If the “FREE” box at an estate sale became possessed by a demon and began to make art, the result might look something like a Quay Brothers short film. The famed brothers work in miniatures, bringing broken dolls and misshapen puppets to chilling life in a pocket universes of rusty gears, peeling paint and dirty mirrors.
In a sense, one describes the distinctive look of a Quay Brothers film as a defense against sinking into the nightmarish themes of the films; we have only the barest sense of what’s happening, only that it seems wrong somehow, very wrong. And in their tiny, precise movements, the puppets on-screen feel queasily lifelike, even familiar.
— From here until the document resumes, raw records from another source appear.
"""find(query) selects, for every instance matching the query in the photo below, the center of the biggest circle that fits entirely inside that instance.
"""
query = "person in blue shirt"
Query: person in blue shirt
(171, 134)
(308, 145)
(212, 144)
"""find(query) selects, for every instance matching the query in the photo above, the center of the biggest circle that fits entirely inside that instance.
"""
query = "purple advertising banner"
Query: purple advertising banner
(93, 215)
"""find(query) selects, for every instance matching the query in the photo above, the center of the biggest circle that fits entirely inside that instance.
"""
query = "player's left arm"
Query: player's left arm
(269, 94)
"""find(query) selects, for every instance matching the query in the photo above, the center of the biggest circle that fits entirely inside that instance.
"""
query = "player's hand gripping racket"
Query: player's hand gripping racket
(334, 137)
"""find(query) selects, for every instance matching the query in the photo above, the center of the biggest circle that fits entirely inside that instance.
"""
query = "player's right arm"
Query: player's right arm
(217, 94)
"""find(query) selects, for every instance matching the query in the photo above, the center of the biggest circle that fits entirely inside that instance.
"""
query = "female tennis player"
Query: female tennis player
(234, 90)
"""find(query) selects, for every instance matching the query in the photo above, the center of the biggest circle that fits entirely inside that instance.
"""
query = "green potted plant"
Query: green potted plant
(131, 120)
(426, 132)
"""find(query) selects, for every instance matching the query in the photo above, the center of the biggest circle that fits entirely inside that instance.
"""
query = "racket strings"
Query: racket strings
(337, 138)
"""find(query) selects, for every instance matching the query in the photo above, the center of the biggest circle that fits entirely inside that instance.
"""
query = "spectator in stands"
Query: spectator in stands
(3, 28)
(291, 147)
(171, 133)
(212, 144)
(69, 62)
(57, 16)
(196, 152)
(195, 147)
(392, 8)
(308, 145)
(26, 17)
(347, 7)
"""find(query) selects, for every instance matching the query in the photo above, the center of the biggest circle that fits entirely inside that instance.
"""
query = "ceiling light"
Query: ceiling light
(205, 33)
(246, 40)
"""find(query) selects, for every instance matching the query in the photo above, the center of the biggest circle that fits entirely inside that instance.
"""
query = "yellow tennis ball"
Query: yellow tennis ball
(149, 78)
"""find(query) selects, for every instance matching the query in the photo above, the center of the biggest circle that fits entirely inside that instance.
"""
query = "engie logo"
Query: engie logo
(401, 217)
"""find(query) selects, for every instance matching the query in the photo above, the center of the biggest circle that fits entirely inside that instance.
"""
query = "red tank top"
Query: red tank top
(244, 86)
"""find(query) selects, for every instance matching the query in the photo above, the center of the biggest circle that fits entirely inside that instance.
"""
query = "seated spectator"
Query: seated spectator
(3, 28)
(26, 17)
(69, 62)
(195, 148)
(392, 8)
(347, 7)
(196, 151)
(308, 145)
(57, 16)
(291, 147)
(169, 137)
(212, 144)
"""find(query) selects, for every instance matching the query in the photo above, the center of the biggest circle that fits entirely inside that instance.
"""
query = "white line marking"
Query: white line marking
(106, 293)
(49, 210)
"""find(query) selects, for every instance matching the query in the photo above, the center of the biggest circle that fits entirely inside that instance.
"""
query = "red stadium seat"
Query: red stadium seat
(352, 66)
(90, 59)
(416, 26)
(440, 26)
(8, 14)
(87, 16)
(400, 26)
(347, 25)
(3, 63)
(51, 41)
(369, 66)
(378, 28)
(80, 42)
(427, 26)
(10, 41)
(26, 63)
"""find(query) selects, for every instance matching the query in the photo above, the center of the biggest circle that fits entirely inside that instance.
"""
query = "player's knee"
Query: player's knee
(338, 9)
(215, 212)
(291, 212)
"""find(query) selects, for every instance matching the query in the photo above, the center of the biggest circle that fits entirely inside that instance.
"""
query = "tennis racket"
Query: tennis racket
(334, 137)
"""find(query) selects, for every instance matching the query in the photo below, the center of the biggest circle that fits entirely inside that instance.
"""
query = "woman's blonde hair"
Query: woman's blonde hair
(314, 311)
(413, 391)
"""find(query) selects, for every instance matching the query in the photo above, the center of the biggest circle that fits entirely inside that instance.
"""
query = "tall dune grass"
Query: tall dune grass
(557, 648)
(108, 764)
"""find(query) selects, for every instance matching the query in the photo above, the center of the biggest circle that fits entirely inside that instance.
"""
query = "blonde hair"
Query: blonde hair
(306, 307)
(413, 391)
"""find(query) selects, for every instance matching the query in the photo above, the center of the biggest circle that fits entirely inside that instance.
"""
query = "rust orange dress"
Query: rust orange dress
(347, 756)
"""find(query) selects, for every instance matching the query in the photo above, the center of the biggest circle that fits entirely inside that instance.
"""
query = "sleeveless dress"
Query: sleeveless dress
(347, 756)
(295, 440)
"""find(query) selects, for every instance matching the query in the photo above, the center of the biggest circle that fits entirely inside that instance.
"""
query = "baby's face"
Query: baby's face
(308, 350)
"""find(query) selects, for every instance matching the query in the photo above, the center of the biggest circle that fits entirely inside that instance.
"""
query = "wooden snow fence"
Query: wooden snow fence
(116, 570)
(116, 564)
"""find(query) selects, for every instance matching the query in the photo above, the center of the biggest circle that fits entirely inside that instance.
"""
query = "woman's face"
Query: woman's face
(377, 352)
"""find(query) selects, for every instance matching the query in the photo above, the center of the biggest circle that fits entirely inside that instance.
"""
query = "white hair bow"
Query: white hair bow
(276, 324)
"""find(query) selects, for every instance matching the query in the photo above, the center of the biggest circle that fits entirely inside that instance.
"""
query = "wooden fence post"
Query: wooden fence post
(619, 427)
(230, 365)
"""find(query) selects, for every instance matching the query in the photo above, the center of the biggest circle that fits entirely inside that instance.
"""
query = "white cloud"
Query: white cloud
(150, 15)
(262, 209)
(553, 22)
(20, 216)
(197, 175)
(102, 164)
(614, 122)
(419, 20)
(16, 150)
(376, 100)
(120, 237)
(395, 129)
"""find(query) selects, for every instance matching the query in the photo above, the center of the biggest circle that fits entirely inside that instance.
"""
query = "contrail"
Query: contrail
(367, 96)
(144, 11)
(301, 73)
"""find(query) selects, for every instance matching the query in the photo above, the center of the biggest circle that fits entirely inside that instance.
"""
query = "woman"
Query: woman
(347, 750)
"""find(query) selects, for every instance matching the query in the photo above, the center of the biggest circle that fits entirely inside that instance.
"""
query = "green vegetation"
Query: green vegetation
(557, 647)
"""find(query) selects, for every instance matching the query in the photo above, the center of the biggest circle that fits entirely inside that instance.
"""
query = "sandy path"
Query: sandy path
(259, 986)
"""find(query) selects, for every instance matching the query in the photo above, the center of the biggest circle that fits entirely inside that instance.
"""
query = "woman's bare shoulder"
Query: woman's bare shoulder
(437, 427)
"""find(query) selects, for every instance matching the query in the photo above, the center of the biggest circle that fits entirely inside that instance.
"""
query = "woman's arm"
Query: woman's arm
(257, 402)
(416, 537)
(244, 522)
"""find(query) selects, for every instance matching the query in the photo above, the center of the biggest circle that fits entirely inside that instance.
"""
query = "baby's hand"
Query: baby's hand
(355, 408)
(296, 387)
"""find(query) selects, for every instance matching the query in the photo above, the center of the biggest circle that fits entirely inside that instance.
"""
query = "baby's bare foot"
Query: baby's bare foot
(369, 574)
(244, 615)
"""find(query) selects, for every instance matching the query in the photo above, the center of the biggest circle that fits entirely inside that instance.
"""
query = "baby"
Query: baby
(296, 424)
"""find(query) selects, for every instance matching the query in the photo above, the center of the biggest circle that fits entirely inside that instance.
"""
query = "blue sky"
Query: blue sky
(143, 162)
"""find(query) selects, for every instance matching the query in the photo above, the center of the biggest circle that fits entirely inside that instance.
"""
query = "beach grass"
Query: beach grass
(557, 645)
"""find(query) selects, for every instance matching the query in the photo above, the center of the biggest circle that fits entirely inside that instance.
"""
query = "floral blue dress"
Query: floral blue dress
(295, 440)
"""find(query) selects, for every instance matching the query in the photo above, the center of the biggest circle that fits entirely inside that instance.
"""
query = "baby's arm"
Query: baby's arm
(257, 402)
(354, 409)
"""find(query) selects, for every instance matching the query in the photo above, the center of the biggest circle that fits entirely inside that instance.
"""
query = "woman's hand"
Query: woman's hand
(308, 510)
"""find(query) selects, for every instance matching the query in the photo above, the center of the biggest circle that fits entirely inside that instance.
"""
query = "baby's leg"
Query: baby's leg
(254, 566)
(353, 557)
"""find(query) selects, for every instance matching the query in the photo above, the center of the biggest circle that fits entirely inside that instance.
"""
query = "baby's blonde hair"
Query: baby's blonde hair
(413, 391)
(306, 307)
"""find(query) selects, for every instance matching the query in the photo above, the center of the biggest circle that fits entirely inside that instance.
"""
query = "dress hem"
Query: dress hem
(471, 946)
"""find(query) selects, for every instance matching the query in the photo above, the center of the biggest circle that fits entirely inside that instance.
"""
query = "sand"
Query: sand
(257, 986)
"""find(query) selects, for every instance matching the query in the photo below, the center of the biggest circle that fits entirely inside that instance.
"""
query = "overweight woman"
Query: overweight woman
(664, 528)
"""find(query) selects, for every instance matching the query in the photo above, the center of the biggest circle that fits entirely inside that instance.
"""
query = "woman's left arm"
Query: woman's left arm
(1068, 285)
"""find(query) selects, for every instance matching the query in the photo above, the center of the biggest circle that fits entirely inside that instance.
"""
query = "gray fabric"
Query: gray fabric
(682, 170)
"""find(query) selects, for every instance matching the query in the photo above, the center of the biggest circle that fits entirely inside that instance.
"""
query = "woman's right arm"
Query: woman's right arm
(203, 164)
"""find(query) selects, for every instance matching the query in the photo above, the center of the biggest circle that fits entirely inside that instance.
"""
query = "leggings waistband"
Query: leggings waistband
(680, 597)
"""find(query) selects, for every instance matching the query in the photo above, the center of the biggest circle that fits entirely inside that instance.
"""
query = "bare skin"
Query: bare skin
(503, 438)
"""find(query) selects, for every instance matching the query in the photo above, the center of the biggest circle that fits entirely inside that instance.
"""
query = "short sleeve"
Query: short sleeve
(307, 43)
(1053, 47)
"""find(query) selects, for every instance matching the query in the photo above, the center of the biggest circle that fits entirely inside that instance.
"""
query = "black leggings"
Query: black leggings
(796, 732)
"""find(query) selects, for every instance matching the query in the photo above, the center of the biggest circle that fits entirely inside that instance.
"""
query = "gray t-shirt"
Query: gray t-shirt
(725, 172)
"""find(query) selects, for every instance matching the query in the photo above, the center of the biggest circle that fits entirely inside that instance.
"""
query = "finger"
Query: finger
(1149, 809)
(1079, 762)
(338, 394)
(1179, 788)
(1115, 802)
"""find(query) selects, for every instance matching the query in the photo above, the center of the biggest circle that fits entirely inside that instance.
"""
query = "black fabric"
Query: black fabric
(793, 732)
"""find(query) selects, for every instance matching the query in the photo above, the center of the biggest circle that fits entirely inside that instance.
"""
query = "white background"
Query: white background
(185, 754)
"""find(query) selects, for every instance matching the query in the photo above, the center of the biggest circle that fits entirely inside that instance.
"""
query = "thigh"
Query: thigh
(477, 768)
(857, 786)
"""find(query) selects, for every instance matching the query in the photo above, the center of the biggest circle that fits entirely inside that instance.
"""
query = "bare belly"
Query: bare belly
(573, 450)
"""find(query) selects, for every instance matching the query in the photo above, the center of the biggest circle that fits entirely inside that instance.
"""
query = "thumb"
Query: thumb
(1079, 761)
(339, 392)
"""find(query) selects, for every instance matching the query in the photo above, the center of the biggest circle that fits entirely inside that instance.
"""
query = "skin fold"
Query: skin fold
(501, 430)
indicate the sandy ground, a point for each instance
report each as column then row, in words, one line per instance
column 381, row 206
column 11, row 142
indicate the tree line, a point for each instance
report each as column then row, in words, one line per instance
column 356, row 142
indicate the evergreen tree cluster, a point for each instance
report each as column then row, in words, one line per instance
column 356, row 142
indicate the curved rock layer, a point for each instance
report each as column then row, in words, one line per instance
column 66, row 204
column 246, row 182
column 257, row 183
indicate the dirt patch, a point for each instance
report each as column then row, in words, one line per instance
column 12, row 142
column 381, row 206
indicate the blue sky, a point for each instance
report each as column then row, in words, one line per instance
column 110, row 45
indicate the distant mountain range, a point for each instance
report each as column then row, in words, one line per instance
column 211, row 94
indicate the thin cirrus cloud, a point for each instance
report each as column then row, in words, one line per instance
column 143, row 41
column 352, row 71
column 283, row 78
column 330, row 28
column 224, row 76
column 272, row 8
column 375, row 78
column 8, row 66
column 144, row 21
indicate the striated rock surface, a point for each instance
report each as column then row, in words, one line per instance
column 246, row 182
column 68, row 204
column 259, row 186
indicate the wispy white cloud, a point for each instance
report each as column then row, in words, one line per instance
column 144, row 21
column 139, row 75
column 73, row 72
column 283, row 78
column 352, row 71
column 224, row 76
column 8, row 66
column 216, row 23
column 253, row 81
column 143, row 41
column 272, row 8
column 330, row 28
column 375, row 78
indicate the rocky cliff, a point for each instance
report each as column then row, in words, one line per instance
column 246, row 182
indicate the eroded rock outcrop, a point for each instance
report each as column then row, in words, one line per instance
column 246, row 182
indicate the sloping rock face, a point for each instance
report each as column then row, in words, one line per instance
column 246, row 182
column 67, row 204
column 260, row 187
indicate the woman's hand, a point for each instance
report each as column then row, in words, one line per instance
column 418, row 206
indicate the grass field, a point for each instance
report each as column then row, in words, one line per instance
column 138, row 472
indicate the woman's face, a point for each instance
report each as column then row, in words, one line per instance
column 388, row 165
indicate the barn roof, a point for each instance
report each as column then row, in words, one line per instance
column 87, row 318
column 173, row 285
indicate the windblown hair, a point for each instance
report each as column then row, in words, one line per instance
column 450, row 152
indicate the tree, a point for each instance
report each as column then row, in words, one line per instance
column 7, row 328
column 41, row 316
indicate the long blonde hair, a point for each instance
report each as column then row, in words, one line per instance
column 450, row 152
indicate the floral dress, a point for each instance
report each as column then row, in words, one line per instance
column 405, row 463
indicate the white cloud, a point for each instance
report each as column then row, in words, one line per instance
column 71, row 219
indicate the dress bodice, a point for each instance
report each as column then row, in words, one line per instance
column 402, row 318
Director Christopher Nolan (“The Dark Knight,” “Memento”) remembers being enraptured by the Quays’ “Street of Crocodiles” when he saw it in an animation anthology on British television in the early 1990s. It sparked a fascination that continued throughout his career (he cops to borrowing from the Quays, as so many filmmakers have, in 2006’s “The Prestige”). Earlier this year he shepherded a touring 35mm retrospective of the Quays’ films, and now comes a high-def transfer on Blu-ray from Zeitgeist Films.
The disc contains four hours of films, and diving into them is an immersive and unsettling experience. “Crocodiles,” considered the brothers’ highwater mark, is a fully realized little universe, where screws burrow into the ground like earthworms, doll-headed puppet tailors perform grisly suturing, and, behind a smeared pane of glass, a monkey doll madly bashes his cymbals. The effect is like that of a half-remembered dream, both specific and vague in recollection.

Stephen and Timothy Quay’s STREET OF CROCODILES (1986). Courtesy Film Forum via Photofest. Playing August 19-25.
“The Unnameable Little Broom” retells the tale of Gilgamesh with a patchwork bird puppet, a diorama with broken tennis rackets hanging from wires, and a malicious little dresser with a nasty surprise in one drawer. Later films, such as 2013’s “Unmistaken Hands,” seem to show the brothers moving closer to pure abstraction. But it’s dangerous to try and chart any sort of linear progression in their work; each film is its own little world, obeying its own laws and logic that only the Quays seem to understand.
The brothers have provided insightful, even amiable commentary for about half the films on the Blu-ray; I found it best to watch the film first, thrillingly lost in the images, and then go back again a second time with the Quays as a guide. (They’re surprisingly eager to explain what’s going on in such cryptic films.)
The other big extra on the Zeitgeist disc is an eight-minute show film, “Quay,” by Nolan himself, shot on a visit to the brothers’ studio in London (they’re American, but have lived in Britain since they attended college there). The brothers reveal some of the secrets of how they achieve the look of their films, joking (perhaps?) that they get their mirrors properly dirty by washing their underwear in the sink and dunking the mirror in the dirty water. They also add a little olive oil to the eyes of the puppets to make them glisten with life; “The soul of the puppet is highlighted in the eye.”
We see and hear nothing of the Quays’ life outside this studio, nothing beyond the painstaking work of assembling and moving puppets through the worlds they create. In essence, Nolan presents the Quays’ studio as yet another self-contained world, just like the ones they build, and there couldn’t be a more reverent tribute to these two utterly singular artists than that.